Endosseous (root-form) implants are the most common type of dental implants used today, because they provide the best stability, integrate well with the jaw bone, and have the highest long-term success rate. However, these implants are screwed into the bone, which means your jaw must have adequate density and be healthy enough to support the implant. If your jaw bone is naturally thin or deteriorated too much to get this type of implant, you may still be able to replace your missing teeth using a different type of dental device. Here are three alternative options.
Subperiosteal implants sit underneath the gum line but on top of the jaw bone. The implants are placed into a wire frame, and the frame is wrapped over the jaw. The gums are placed on top, which helps secure the frame in place.
Although a subperiosteal implant can be crafted to hold just one implant, it really shines when it comes to replacing multiple teeth. In fact, it can be used as a partial or full denture alternative, letting you replace large sections of missing or bad teeth at the same time. Since you're not digging into the jaw bone, healing time is typically reduced because you're usually only waiting on the gum tissue to mend.

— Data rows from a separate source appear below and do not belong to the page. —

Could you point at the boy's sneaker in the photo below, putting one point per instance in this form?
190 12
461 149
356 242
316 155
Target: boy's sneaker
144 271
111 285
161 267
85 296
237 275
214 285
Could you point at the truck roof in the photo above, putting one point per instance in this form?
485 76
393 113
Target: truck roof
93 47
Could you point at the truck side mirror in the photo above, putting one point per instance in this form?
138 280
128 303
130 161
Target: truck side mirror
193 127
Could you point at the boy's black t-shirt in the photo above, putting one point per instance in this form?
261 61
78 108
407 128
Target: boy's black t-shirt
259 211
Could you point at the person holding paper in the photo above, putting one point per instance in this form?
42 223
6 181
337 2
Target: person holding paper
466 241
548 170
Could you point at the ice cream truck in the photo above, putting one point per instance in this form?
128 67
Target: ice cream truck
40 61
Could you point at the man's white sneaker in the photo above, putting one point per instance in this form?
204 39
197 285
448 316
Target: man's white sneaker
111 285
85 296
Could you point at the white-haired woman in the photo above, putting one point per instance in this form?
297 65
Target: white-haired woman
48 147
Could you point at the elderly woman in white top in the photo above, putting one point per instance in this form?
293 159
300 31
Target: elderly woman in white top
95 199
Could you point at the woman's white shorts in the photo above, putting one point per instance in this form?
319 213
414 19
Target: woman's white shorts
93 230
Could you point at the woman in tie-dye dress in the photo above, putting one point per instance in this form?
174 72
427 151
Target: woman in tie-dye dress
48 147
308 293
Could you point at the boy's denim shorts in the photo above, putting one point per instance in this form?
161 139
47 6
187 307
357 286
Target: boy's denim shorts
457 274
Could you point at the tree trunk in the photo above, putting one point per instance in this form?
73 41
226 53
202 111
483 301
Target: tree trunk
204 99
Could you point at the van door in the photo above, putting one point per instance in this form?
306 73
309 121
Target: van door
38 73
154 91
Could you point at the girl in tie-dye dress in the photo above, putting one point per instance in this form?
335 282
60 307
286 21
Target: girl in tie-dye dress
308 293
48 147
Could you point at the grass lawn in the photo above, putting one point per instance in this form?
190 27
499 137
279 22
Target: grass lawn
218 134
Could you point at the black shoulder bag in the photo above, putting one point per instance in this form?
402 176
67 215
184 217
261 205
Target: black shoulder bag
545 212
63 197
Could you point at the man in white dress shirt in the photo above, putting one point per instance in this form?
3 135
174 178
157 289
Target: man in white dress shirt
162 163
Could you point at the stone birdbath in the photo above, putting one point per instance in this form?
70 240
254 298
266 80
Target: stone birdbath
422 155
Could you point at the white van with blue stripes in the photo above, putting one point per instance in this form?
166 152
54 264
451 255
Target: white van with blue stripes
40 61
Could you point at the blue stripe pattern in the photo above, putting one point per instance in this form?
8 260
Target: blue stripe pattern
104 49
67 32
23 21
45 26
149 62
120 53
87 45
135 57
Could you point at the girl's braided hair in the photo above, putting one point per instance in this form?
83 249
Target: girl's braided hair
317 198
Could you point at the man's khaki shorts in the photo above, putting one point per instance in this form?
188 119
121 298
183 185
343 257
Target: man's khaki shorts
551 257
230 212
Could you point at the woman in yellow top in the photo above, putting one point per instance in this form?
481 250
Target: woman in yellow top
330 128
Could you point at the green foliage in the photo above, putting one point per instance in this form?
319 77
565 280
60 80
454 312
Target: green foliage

However, one distinct disadvantage of this type of implant is the wire frame can move if it's not anchored well. This can damage the jaw bone and nerves, cause pain, and affect your ability to eat and speak. If not corrected, you may lose gum tissue and teeth.
Another disadvantage is subperiosteal implants cost up to $20,000 or more to place. In comparison, endosseous implants are priced around $1,800 to $2,800 per tooth, but may cost more if you need tissue or bone grafts.
Transosteal implants are a combination of endosseous and subperiosteal implants. The implant posts are placed on a single pin or a U-shaped metal bridge. However, it is installed at the bottom of the jaw and passed through the bone and gum tissue.
This setup appears to offer the best of both worlds. Because the implant passes through the bone, there's little risk it will move around. However, you don't have to depend on the implant integrating with the bone as you would with endosseous titanium posts.
But there are disadvantages to this method. Transosteal implants can only be placed on the lower jaw, and it is a major oral surgery requiring hospitalization and anesthesia. This is because the dentist has to remove the bottom of your mouth to access the underside of the jaw. If something goes wrong with the implant and it needs to be removed, you would have to repeat the process. Additionally, there are major nerves that thread through your jaw bone, and this type of implant increases the risk the dentist may damage a nerve and cause other problems such as trigeminal neuralgia.
Due to the significant amount of surgery required, transosteal implants are rarely done any more, so information about the cost isn't readily available. However, the fact you must have the procedure done in a hospital and anesthesia is required means you may be paying around the same amount as subperiosteal implants.
Blade-Form Dental Implants
Blade form dental implants are one of the first types of implants performed. This dental device uses thin metal plates to anchor the implant in the tooth socket. The blades are cut to fit snugly in the open area, so there is no need to wait for the bone to integrate the post. However, blade-form implants went out of style because they can be difficult to place. These implants can also cause bone and nerve damage, and may not be compatible with MRI technology.
These implants cost about the same as the popular endosseous implants. The price tag might be higher if you require other dental procedures or appliances such as bridges.